Andy Biggs. BBC’s 2008 wildlife photographer of the year; leader of African photographic safaris.
Jeff Kauck. Food photographer; James Beard Award nominee for The Spiaggia Cookbook.
Cary Wolinsky. Veteran photographer for National Geographic; runs photo-advice website PixBoomBa.com.
Always have a camera with you. The best picture is the one that gets taken. Pros are even impressed with what camera phones can take — so even if all you have is your cell, you can still nab a great shot.
Read the guidebook. Gaining inside knowledge on your location will help you plan prime photo ops. Research things like when certain animals are active or when the sun sets over a crater.
Shoot off-center. Placing your subject to the side of the frame, rather than in the middle, creates visual interest.

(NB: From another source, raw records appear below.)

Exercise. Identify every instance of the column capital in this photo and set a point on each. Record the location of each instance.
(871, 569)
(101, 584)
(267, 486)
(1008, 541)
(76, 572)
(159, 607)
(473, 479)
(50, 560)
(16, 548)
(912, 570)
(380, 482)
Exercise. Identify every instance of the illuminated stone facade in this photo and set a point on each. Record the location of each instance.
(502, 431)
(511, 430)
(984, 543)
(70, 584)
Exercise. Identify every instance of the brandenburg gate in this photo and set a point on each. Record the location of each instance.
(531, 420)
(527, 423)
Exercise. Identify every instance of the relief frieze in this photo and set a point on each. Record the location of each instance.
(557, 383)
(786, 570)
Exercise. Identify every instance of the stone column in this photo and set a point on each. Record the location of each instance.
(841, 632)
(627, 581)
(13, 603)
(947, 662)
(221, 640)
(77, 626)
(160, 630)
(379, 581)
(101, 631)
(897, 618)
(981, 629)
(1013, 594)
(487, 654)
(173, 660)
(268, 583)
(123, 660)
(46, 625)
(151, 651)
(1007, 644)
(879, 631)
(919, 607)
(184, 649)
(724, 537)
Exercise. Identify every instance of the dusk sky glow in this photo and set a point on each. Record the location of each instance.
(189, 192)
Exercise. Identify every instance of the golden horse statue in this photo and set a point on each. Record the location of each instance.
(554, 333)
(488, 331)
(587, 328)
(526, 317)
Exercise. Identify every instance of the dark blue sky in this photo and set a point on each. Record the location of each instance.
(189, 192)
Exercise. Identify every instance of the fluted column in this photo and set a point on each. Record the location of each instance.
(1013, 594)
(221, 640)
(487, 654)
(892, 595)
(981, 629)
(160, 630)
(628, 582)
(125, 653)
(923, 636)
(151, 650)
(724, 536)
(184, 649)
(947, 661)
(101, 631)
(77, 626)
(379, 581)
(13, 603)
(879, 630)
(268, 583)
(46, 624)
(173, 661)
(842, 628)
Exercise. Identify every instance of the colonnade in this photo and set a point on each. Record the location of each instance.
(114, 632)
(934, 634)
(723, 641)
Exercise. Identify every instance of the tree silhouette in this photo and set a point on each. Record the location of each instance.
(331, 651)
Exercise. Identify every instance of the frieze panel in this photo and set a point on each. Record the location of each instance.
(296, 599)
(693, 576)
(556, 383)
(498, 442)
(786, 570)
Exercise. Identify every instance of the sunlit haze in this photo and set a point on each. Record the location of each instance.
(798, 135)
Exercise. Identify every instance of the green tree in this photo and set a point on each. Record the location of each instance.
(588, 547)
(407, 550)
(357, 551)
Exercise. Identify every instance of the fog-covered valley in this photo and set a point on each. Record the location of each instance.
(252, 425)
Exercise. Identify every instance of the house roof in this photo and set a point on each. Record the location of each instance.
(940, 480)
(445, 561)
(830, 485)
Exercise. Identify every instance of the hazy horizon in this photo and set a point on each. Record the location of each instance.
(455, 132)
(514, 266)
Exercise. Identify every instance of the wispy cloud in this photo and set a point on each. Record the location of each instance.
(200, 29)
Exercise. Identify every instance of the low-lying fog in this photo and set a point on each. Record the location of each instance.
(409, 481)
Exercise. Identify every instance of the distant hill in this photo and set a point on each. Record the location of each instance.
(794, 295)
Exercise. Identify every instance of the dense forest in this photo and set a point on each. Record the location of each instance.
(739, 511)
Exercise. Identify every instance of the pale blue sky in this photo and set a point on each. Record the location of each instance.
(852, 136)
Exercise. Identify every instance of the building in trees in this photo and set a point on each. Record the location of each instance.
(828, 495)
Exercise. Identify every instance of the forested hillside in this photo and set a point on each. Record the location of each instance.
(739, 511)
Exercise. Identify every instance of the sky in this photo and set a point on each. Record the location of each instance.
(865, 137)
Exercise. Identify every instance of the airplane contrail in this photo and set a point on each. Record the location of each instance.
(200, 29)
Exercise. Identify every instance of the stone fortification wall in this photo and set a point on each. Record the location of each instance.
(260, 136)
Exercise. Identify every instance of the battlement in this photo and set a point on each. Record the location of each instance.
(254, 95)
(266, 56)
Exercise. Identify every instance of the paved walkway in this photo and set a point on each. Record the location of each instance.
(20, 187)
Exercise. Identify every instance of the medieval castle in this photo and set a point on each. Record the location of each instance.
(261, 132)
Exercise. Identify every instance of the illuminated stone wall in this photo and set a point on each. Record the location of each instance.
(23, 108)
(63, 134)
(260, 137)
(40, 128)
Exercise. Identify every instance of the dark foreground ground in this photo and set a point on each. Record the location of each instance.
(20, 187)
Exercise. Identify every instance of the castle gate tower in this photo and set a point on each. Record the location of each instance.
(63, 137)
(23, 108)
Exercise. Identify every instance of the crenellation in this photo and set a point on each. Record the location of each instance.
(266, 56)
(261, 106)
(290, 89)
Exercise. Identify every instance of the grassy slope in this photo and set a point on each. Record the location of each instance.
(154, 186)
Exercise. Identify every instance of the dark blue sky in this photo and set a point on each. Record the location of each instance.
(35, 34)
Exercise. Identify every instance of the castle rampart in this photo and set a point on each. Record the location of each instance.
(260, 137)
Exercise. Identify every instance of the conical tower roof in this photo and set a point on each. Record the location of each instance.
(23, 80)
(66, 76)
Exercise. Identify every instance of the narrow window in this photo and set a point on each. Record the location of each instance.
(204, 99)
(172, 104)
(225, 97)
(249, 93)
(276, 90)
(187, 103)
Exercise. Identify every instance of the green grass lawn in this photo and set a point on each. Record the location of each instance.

Use light creatively in food photography. Shooting up into a source of light lends an airy feel, while taking pictures across a ray of light will produce a look similar to a Dutch painting.
Aim to shoot during the “golden hours” (the first and last hours of each day). You’ll yield better results than snapping shots midday.
Wear neutral clothing when photographing your subject up close. Bright colors can reflect onto the subject and change its appearance.
Place the brightest spot in the frame on your subject. This is key because the eye naturally gravitates toward light areas.